Canadian universities are mourning more than a dozen faculty members and students who died when Ukraine International Airlines flight PS752 crashed in Iran on 8 January.
One hundred and seventy-six people were killed when the Boeing 737-800 crashed shortly after take off from Tehran. At least 57 victims were Canadian, and according to the country's prime minister, Justin Trudeau, 138 people on the flight were connecting to Canada.
“What happened yesterday was a tragedy, a tragedy that shocked not only Canada but the world,” Trudeau said at a news conference on 9 January, calling for a “thorough investigation” into the causes of the crash. “We have intelligence from multiple sources, including our allies and our own intelligence. The evidence indicates that the plane was shot down by an Iranian surface-to-air missile. This may well have been unintentional,” he said.
The Iranian government at first denied such reports. But on 11 January, the country's military announced that it had unintentionally shot down the plane. "The Islamic Republic of Iran deeply regrets this disastrous mistake," Iranian president Hassan Rouhani said on Twitter. "Investigations continue to identify & prosecute this great tragedy & unforgivable mistake."
Across Canada, universities lowered flags to half mast and planned gatherings to honour the dead. “I want to express my heartfelt grief. Words simply cannot express the loss I know we all are feeling,” David Turpin, president and vice-chancellor at the University of Alberta in Edmonton, wrote on 8 January. About 50 people attended a vigil at the Alberta Legislature Building on 8 January, lighting candles and placing photos on the steps, to remember friends and colleagues, the Canadian Broadcasting Corporation reported.
‘We are all heartbroken’
University of Alberta faculty members Pedram Mousavi and Mojgan Daneshmand — both engineers — and their two young daughters were among those who died. "They were big deals," says James Hogan, a materials engineer at Alberta.
Hogan lost a graduate student, Amir Saeedinia, who was travelling from Iran to begin his PhD in Hogan's lab. "He worked very hard to create this opportunity for himself. This was just a start for him in Canada — he was coming to join the group today."
On 9 January, the university identified seven other community members who were listed as passengers. They include Arash Pourzarabi and Pouneh Gorji, graduate students in computer science who were returning to Canada after their wedding in Iran. Turpin said that university flags would be lowered to half mast to remember the victims, with a memorial service planned for 12 January.
“So so devastated for losing smart and kind friends Mojgan Daneshmand and Pedram Mousavi of U Alberta and their beautiful kids in yesterday’s airplane crash in Iran! Heartbroken!” wrote Peyman Servati, an electrical engineering professor at the University of British Columbia in Vancouver, on Twitter.
The University of Toronto announced that flags at the three campuses would fly at half mast in memory of at least six students who were expected to be on the plane. "We are all heartbroken," university president Meric Gertler said in a statement.
At least five University of Windsor community members were listed as passengers, the Ontario university said in a statement, adding that a memorial service was being planned for the coming days. On 8 January, Iranian students gathered in the engineering school to remember the friends they lost, bringing flowers and dates, the Windsor Star newspaper reported.
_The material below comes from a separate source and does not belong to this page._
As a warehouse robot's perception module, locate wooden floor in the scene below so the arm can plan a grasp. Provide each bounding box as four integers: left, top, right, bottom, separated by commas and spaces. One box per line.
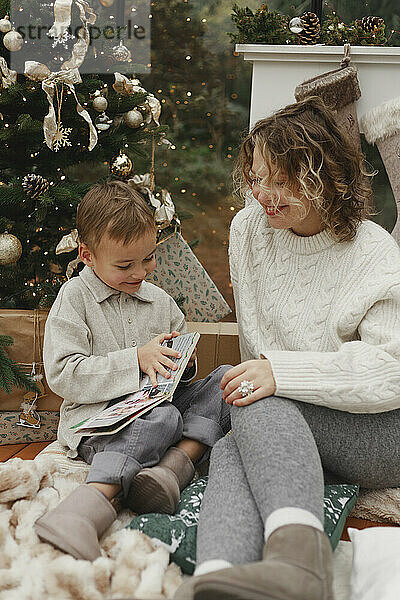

Hamidreza Setareh Kokab had begun studying for a PhD in mechanical engineering last January in Jill Urbanic's lab. "He would have been successful in both academia and industry. We lost a bright light," says Urbanic. Kokab's wife Samira Bashiri, a biology research assistant, was also on the flight, the university said.
At Western University in London, Ontario, about 250 people gathered on 8 January to remember four students who were on the flight. And the University of Waterloo confirmed that two of its students died in the crash.
Flags at the University of Guelph were lowered to mourn two university graduate students who died in the crash: Ghanimat Azhdari of the Department of Geography, Environment and Geomatics, and Milad Ghasemi Ariani, from the Department of Marketing and Consumer Studies. The university said it is planning a vigil for the students on 10 January.
“Sad days,” said Statia Elliot, a marketing professor at the University of Guelph, on Twitter. “Milad had just started his PhD with us in the fall, so much hope, gone. My heart goes out to family and friends.”
Faisal Moola, an ecologist at the University of Guelph, said that it had been an “awful 48 hours for our students and faculty” at the department of geography, where Azhdari was a member of his lab. “We lost our dear friend and colleague,” he wrote on Facebook.
“The one thing that brings me a little comfort is the knowledge that Ghanimat was such a proud member of the Qashqai Indigenous tribe in Iran and spoke with such love for her people and her ancestral territories in our lab meetings and with her classmates,” Moola wrote. “She was a powerful and passionate young leader in defence of Indigenous Peoples across the planet and her life's work continues.”